Kekayaan akan keberaneka ragaman ini merupakan sebuah kebanggaan sekaligus tantangan bagi Pemerintah Republik Indosesia pada khususnya dan seluruh warga
Negara pada umumnya untuk selalu menjaga keamanan, ketertiban dan kenyamanan dalam berkehidupan sehari-hari agar tidak terjadi perselisihan atar
etnis satu denagn etnis lainya.
Suku bangsa merupakan sesuatu cirikhas yang melekat kepada setiap individu manusia, yang tidak dapat diganti, memilih dan atau mengaku-aku. Suku bangsa
ini bisa menjadi sebuah kebanggaan tersendiri bagi pemiliknya, hal ini dikarenakan kebiasaan adat yang berbeda dengan suku lainya, namun rasa bangga
ini dapat menimbulkan sikap etnsentrisme. Dalam KBBI disebutkan Etnosentrisme merupakan sikap atau pandangan yg berpangkal pads masyarakat
dan kebudayaan sendiri, biasanya disertai dengan sikap dan pandangan yang meremehkan masyarakat dan kebudayaan lain, sehingga sikap etnsentrisme ini
bisa menjakan setiap pemilik suku menganggap bahwa sukunya adalah suku terbaik daripada suku lainya. Anggapan seperti ini yang kemudian menjadi sebuah
celah kearogansian pemilik suku yang bisa menjadi penyebab timbulnya konflik antar suku.
2.2.2. Agama
Rolan Robertson dalam Stephen K. Sanderson 1995:518 mendefinisikan agama menjadi dua jenis, inklusif dan ekslusif. Defininsi inklusif merumuskan agama
dalam arti seluas mungkin, yang memandang sebagai setiap sistem kepercayaan dan ritual yang diresapi dengan “kesucian” atau yang diorentasikan kepada
“penderitaan manusia yang abadi”. Definisi eksklusif membatasi istilah agama itu pada sistem-sistem kepercayaan yang mempostulakan eksistensi mahluk,
kekuasaan, atau kekuatan supranatural.
Artinya sebuah agama itu adalah prinsipil setiap individu, tidak bisa diganggu gugat, tidak bisa bisa dipaksakan, bahkan tidak boleh dibahas atau disangkut
pautkan dengan permasalahan-permasalahan lainya. Karena permasalahan agama ini adalah permasalahan kepercayaan yang menyangkut hati. Hadirnya sebuah
agama dalam kehidupan bukanlah menjadi batasan dalam bermasyarakat atau bahkan menjadi celah perselisihan.
Sebagaimana pendapat yang diungkapkan oleh Durkheim dalam Stephen 1995:518 mendefinisikan agama ialah suatu sistem kepercayaan yang disatukan
oleh praktek-praktek yang bertalian dengan hal-hal yang suci, yakni, hal-hal yang dibolehkan dan dilarang. Sedangkan menurut Thomas F. O’dea 1995:22
menyebutkan bahwa agama adalah pensucian tradisi, yang menyatukan kebutuhan-kebutuhan masyarakat dalam perilaku manusia atas tumpuan akhir
masyarakat itu.
2.2.3. RAS
Menurut ensiklopedia bebas wikipedia Ras berasal dari bahasa Prancis race, yang artinya sendirinya, sedangkan dari bahasa Latin radix, yang berarti akar.
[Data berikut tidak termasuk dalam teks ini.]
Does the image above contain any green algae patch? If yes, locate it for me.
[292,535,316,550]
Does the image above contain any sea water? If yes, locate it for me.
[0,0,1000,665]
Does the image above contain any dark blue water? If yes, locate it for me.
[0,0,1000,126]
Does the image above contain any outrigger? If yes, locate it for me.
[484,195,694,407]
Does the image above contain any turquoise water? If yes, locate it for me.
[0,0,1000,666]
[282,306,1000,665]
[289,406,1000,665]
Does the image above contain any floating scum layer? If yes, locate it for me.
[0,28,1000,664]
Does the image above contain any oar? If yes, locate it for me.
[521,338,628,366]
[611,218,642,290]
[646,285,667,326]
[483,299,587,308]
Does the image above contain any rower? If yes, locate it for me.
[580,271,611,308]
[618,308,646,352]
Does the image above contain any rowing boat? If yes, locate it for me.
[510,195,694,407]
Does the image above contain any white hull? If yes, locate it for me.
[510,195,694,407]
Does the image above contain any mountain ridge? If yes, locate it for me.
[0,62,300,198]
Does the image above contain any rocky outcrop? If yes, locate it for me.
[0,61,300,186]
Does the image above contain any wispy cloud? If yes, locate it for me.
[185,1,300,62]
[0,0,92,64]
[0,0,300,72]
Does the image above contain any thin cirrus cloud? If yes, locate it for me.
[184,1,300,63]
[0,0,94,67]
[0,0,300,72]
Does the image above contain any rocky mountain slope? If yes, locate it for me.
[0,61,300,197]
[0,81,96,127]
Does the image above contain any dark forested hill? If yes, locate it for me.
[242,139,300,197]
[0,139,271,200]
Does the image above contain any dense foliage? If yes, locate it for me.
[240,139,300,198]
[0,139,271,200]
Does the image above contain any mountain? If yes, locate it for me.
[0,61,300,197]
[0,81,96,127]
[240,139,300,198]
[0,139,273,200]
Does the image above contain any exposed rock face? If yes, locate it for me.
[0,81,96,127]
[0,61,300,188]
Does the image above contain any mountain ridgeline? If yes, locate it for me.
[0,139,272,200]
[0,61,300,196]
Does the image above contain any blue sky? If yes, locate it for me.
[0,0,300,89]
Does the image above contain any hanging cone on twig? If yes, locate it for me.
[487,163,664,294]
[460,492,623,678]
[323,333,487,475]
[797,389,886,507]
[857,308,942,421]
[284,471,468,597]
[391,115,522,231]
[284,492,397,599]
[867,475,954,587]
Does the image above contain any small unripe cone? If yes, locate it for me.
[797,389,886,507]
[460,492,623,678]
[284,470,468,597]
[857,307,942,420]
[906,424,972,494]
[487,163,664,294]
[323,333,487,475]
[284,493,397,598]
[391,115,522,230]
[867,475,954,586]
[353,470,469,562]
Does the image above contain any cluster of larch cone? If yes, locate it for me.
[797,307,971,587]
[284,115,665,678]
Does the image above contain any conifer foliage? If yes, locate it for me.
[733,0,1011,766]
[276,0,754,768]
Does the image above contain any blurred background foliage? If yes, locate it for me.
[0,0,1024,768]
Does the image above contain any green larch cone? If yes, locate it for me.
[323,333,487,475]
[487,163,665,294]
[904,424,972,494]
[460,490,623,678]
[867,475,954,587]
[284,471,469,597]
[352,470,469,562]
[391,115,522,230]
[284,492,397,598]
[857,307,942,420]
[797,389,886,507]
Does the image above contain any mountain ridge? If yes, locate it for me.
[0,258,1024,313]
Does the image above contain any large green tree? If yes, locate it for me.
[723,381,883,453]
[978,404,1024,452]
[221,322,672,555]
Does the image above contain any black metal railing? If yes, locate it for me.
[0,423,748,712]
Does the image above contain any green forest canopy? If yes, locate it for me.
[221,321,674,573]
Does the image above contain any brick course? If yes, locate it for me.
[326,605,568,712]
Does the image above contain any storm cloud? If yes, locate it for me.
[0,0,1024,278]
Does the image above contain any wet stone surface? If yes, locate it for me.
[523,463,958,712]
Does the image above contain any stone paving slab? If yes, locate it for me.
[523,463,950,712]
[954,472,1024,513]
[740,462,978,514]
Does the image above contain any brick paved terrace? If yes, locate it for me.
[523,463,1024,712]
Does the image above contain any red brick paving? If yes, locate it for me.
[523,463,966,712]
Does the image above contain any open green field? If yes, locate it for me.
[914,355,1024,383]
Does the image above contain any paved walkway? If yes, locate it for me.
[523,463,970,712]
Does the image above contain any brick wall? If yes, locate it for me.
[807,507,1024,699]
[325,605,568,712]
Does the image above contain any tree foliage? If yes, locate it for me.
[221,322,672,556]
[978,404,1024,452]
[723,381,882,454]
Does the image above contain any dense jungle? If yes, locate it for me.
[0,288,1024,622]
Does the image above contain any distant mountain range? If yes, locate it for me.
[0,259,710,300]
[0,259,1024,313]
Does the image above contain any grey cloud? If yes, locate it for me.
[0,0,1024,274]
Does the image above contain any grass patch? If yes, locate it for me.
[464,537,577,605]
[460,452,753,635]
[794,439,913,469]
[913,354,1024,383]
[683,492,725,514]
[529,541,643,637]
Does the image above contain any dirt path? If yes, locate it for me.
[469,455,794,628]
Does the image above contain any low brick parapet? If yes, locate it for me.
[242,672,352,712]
Sedangkan Templeton 1998 mendefinisikan Ras adalah :
A subspecies race is a distinct evolutionary lineage within a species. This definition requires that a subspecies be genetically differentiated due to barriers
to genetic exchange that have persisted for long periods of time; that is, the subspecies must have historical continuity in addition to current genetic
differentiation.
Suatu subspesies ras adalah suatu garis evolusi yang berbeda dalam suatu spesies. Definisi ini menentukan bahwa suatu subspesies berbeda secara genetis
karena kendala dalam pertukaran genetis yang sudah bertahan selama jangka waktu yang panjang. Artinya, subspesies tersebut harus memiliki kesinambungan
sejarah di samping pembedaan genetis masa kini.
Sehingga disimpulkan Ras adalah suatu sistem klasifikasi yang digunakan untuk mengkategorikan manusia dalam kelompok besar dan berbeda melalui ciri-ciri
fisik, tampang jasmani, asal-usul geografis, dan kesukuan yang terwarisi secara turun menurun. Ras ini termasuk identitas diri yang sangat mudah diketahui dan
dibedakan, karena sifatnya yang bisa langsung dilihat oleh panca indra mata sehingga akan semakin terlihat perbedaanya ketika individu tersebut bercampur
dengan individu lainya dalam masyarakat.